That is a beautiful rifle. I would be more than proud to own that one.-----SS


----------



## 35whelen (Jul 3, 2012)

I wouldnt think twice about taking a .444 after deer or elk in utah. totally capable of 200 yd shots. especially with those flex tip bullets. really nice looking rifle you got too.


----------



## Kevin D (Sep 15, 2007)

Personally I wouldn't consider using the modern rubber tipped Leverlution bullets in a traditional cartridge like the .444 Marlin, .30-30, or .45-70. Part of the appeal for going retro in the first place is hunting with the same equipment and technology that grandpa used, and that would include bullets. Using recent bullet technology in a 100 plus year old cartridge and firearm design borders on blasphemy!

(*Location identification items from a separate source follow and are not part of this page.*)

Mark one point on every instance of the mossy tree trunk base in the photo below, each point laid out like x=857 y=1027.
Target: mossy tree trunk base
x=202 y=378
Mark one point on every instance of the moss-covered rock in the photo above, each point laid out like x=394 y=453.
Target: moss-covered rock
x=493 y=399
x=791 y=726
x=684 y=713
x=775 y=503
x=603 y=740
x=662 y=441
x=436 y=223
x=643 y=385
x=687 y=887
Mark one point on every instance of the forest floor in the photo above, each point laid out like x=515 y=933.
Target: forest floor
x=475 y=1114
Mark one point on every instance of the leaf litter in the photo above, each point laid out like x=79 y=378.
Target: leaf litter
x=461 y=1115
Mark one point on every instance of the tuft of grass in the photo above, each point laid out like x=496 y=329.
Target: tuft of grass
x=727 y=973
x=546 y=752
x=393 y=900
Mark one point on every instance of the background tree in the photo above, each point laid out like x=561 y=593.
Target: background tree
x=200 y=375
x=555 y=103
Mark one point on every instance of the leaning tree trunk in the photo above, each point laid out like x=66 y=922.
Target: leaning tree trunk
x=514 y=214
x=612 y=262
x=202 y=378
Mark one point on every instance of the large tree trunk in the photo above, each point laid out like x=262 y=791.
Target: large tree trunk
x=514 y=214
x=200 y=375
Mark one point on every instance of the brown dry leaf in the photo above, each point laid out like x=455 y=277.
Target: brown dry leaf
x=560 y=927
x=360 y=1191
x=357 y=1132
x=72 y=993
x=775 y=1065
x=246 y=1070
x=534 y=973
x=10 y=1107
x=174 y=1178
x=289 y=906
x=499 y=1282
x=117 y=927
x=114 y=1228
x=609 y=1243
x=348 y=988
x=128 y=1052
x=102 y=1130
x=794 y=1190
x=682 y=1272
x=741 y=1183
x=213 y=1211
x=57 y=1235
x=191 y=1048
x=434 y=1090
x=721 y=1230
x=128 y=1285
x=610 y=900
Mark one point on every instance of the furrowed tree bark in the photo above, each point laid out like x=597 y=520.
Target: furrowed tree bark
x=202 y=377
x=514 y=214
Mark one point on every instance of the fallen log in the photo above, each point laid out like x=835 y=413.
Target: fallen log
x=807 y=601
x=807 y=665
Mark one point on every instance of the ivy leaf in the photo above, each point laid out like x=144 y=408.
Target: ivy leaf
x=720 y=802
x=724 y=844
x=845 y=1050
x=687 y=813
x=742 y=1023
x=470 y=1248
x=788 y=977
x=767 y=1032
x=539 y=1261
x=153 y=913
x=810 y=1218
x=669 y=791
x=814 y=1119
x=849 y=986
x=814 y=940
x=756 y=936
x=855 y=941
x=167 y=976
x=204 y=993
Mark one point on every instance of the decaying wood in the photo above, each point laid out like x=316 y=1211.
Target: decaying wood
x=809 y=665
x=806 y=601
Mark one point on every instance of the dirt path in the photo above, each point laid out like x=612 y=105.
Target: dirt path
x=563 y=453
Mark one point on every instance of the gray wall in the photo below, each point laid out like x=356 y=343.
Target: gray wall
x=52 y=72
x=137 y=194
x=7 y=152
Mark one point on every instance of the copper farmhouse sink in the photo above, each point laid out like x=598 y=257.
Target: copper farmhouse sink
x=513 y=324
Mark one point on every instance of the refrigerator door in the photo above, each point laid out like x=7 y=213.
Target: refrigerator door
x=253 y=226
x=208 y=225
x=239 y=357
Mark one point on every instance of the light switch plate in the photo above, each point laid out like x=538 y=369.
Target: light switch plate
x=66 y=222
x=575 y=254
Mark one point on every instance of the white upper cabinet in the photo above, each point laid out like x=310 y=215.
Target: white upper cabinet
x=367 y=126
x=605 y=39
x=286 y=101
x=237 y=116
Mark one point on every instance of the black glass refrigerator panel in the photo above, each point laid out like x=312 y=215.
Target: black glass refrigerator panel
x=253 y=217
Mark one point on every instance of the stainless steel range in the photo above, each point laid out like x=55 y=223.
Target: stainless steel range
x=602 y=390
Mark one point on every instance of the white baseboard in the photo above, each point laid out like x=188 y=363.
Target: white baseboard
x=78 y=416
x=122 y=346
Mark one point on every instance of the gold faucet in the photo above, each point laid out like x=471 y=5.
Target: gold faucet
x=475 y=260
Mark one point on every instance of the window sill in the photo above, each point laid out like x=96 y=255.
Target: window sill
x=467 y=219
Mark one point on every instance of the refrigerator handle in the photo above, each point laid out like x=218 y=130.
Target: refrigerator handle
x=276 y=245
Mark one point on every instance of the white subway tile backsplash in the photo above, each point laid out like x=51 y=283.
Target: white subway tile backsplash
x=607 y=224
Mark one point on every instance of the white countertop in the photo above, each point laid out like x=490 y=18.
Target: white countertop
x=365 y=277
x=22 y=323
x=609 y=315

Just my opinion of course.....


----------



## colorcountrygunner (Oct 6, 2009)

Kevin D said:


> Personally I wouldn't consider using the modern rubber tipped Leverlution bullets in a traditional cartridge like the .444 Marlin, .30-30, or .45-70. Part of the appeal for going retro in the first place is hunting with the same equipment and technology that grandpa used, and that would include bullets. Using recent bullet technology in a 100 plus year old cartridge and firearm design borders on blasphemy!
> 
> Just my opinion of course.....


I feel that sentiment. I'm having somewhat of a dilemma with an issue regarding this. Do I scope it or do I not scope it? It almost seems like it just isn't right to put a scope on a lever gun. But, man does it help you place your shots better. What to do, what to do...


----------



## waspocrew (Nov 26, 2011)

If you know you'll be hunting in areas limited to about 150 yard shots or so, I'd probably stick with open sights. My grandpa is getting up there (91) and he just gave me a few of his rifles he's had stored away for years. One is a Marlin 30-30 and I'm going to do my best to take some game with that rifle just how it is - unscoped.


----------



## Loke (Sep 7, 2007)

Kevin D said:


> Personally I wouldn't consider using the modern rubber tipped Leverlution bullets in a traditional cartridge like the .444 Marlin, .30-30, or .45-70. Part of the appeal for going retro in the first place is hunting with the same equipment and technology that grandpa used, and that would include bullets. Using recent bullet technology in a 100 plus year old cartridge and firearm design borders on blasphemy!
> 
> Just my opinion of course.....


 Introduced in 1964, the 444 isn't nearly so nostalgic as the other cartridges mentioned.


----------



## Critter (Mar 20, 2010)

I agree with Loke. I remember when this rifle and cartridge came out and sending away to Marlin for a catalog with it in. It was set up for a scope mount and I wouldn't feel bad about putting a 2x7 on it any day of the week.


----------